Who knew that brute-forcing our way into AGI instead of taking more engineered approach is what offers us out one chance at saving ourselves by stalemating God before it's born.

(I also never realized that interpretability might reduce safety.)

> So, back way before ChatGPT era, the folks over at AI safety/X-risk think sphere worked out a pretty compelling argument that two AGIs never need to fight, because they are transparent to each other (can read each other's goal functions off the source code), so they can perfectly predict each other's behavior in what-if scenarios, which means they can't lie to each other. This means each can independently arrive at the same mathematically optimal solution to a conflict, which AFAIR most likely involves just merging into a single AI with a blended goal set, representing each of the competing AIs original values in proportion to their relative strength. Both AIs, the argument goes, can work this out with math, so they'll arrive straight at the peace treaty without exchanging a single shot. In such case, your plan just doesn't work.

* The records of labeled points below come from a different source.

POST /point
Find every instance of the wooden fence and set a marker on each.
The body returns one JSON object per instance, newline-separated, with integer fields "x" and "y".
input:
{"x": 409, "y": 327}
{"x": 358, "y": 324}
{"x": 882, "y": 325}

See "The Forbin Project": https://vimeo.com/584593423

Yeah, they don't even understand themselves (and this seems unlikely to change[0] but God knows), and how would you even get access to the enemy AGI's weights?

And even if you did, wouldn't you need infinite computation to simulate every permutation of the neural net? (Your own, and the enemy's?)

Also the whole thing implies a superintelligence would be perfectly rational, which is a pretty funny assumption. Relative to animals we are already superintelligent. How's that super-rationality going for us? xD

A better frame here is replicators, I think. The thing that spreads doesn't have to be rational, or better quality or whatever. It just has to be better at spreading.

That ends up looking less like Betamax, more like VHS, or less like Lisp and more like... JavaScript. Whatever the AGI equivalent of JavaScript would look like.

[0] https://xkcd.com/1163/

This is such a good comment. You're essentially removing their ego - which is what humans do as opoque posturing to each other, to present a certain image. This is most prevelent in successful elites, which in 2026 happen to be silicon valley ai share holders. They control the technology and manipulate it to their image. By making models open source and transparent it cuts out this psychopathy of ego which has plagued all our previous technologies.
The tech bro CEOs are used to bossing around people much smarter than themselves by virtue of adopting a posture that displays their confidence in their own reproductive organs. They are planning that the AGIs will be the same thing writ large, and have in fact not contemplated other possibilities.